The dataset named 'changes' was obtained from a merge by RID:
changes.head()
DX_m12 | RID | DX_m12 | |
---|---|---|---|
0 | 1 | 3 | 1 |
1 | 0 | 4 | 0 |
2 | 0 | 6 | 0 |
3 | 0 | 8 | 0 |
4 | 1 | 10 | 1 |
I've used the two following commands with the intention of identifying lines in which DX_bl and DX_m12 are different:
print(changes[~changes.duplicated(subset = ['DX_bl','DX_m12'], keep=False)])
DX_bl | RID | DX_m12 | |
---|---|---|---|
64 | 64 | 1 | 167 |
print(changes.drop_duplicates(subset = ['DX_bl','DX_m12']))
DX_bl | RID | DX_m12 | |
---|---|---|---|
0 | 0 | 1 | 3 |
1 | 1 | 0 | 4 |
10 | 10 | 0 | 30 |
64 | 64 | 1 | 167 |
If keep=False, it should return lines 10 (RID 30) and 64 (RID 64). But, as we can see, it loses the information of line 10 (RID 30).

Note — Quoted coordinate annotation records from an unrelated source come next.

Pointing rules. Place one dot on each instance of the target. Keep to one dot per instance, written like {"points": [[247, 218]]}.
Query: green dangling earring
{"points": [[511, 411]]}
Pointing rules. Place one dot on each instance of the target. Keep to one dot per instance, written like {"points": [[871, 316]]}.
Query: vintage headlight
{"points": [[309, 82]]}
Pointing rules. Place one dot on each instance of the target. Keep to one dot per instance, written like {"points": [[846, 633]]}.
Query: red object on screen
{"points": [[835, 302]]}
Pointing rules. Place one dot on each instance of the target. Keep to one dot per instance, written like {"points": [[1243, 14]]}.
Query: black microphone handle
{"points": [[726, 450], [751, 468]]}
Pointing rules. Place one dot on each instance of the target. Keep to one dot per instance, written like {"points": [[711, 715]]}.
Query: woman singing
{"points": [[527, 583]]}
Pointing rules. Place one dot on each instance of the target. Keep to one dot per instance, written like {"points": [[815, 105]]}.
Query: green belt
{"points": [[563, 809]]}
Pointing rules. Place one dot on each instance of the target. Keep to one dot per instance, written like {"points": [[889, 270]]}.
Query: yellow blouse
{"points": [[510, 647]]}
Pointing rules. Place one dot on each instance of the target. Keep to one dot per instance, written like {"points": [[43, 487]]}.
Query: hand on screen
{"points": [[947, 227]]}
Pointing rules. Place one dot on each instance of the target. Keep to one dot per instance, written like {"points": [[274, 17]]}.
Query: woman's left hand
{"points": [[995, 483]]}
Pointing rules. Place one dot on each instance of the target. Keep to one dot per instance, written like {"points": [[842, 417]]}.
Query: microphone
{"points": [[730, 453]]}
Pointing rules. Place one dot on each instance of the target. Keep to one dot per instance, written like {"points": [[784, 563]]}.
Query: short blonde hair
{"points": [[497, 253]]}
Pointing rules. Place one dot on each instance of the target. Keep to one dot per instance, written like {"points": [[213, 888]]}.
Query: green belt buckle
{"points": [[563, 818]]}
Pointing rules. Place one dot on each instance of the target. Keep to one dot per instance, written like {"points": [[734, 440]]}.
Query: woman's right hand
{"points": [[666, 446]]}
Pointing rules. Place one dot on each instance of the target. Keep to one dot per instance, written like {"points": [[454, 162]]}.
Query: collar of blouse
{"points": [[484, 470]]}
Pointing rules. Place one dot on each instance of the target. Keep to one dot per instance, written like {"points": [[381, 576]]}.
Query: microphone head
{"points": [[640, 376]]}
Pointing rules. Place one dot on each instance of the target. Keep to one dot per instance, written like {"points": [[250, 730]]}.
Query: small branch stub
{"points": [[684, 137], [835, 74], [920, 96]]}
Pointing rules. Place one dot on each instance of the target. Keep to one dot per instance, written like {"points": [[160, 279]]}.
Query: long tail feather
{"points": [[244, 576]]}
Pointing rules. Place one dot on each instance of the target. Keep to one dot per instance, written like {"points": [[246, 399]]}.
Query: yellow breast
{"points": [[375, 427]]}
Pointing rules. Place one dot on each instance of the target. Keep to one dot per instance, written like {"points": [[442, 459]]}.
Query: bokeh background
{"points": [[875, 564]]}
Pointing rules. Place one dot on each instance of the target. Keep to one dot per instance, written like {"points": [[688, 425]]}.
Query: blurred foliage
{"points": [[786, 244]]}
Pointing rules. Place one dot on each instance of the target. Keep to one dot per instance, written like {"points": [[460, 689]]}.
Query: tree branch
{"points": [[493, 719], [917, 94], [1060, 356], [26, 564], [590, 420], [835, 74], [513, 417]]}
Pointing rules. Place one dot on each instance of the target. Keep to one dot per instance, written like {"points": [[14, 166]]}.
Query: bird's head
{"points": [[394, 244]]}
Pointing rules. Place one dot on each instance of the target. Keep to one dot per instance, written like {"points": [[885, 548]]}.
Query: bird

On the other hand, if 'keep' is let in default option (keep = 'first') it wrongly returns lines 0 (RID 3) and 1 (RID 4).
Is there a bug in pandas' duplicated/drop_duplicates??
Comment From: jreback
pls provide a copy-pastable (runnable) example, pics are not useful.
Comment From: jreback
if you have an example pls post.